Pan, Huanquan (Stanford University) | Imai, Motonao (Japan Oil, Gas and Metals National Corporation/Waseda University) | Connolly, Michael (Stanford University) | Tchelepi, Hamdi (Stanford University)
Robust and efficient multiphase flash calculations are crucial in compositional and thermal simulations for complex fluid systems in which three or four phase may co-exist. Solution of the Richford-Rice (RR) equations is an important operation in the multiphase flash. The Newton method generally does not converge during solution of the RR equations unless very good initial values are provided. In this paper, the solution of the RR equations is formulated as a minimization of a convex function problem. For the first time, we use a trust-region (TR) method to solve the RR equations through minimization of the convex function. The Hessian matrix of the convex function is always positive-definite, and the TR-based solver guarantees convergence.

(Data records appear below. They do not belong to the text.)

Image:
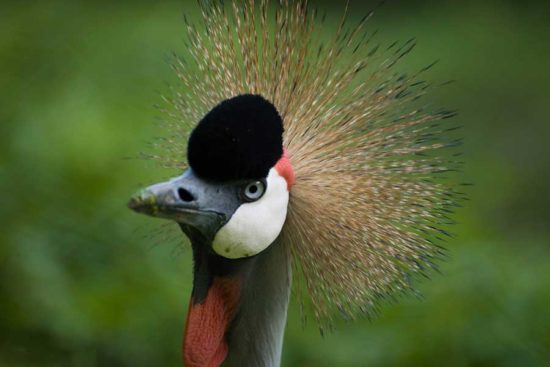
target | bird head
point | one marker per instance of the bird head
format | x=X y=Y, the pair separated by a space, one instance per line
x=371 y=196
x=234 y=196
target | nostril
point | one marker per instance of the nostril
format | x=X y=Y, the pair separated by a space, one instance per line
x=185 y=195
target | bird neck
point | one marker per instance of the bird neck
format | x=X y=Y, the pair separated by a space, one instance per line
x=254 y=294
x=256 y=336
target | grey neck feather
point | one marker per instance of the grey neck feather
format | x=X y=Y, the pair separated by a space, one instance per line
x=256 y=337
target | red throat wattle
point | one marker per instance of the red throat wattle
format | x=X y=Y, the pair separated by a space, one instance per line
x=285 y=170
x=205 y=343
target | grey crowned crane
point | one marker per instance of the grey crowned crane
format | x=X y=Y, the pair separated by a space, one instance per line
x=311 y=159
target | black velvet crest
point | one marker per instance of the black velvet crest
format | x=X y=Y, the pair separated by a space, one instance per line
x=241 y=138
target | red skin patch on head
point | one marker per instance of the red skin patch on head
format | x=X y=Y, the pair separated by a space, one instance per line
x=204 y=343
x=285 y=170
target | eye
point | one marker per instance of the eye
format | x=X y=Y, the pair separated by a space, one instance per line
x=254 y=191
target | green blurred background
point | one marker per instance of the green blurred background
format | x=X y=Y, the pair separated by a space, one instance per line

The key to successful implementation is to determine the relaxation parameter in the Newton update. We select this relaxation parameter to meet the boundary of the objective function and to ensure an adequate step length. We tested the RR solver for three and four phase RR problems in the construction of phase diagrams. The test cases are representative of complex fluid systems encountered in enhanced oil recovery, including injection of CO2 into low temperature reservoirs and steam injection into heavy oil reservoirs at elevated temperatures. We performed tens of millions of multiphase flash computations, the results of which reveal our RR solver to be robust, efficient, insensitive to initial values, and capable of handling negative phase amounts. We also evaluated the effect of the initial values on convergence and recommend methods to estimate the initial values in our RR solver. In summary, our RR solver greatly improves the multiphase flash calculations and strengthens the coupling of phase equilibrium calculations to the governing equations in multiphase compositional and thermal simulation.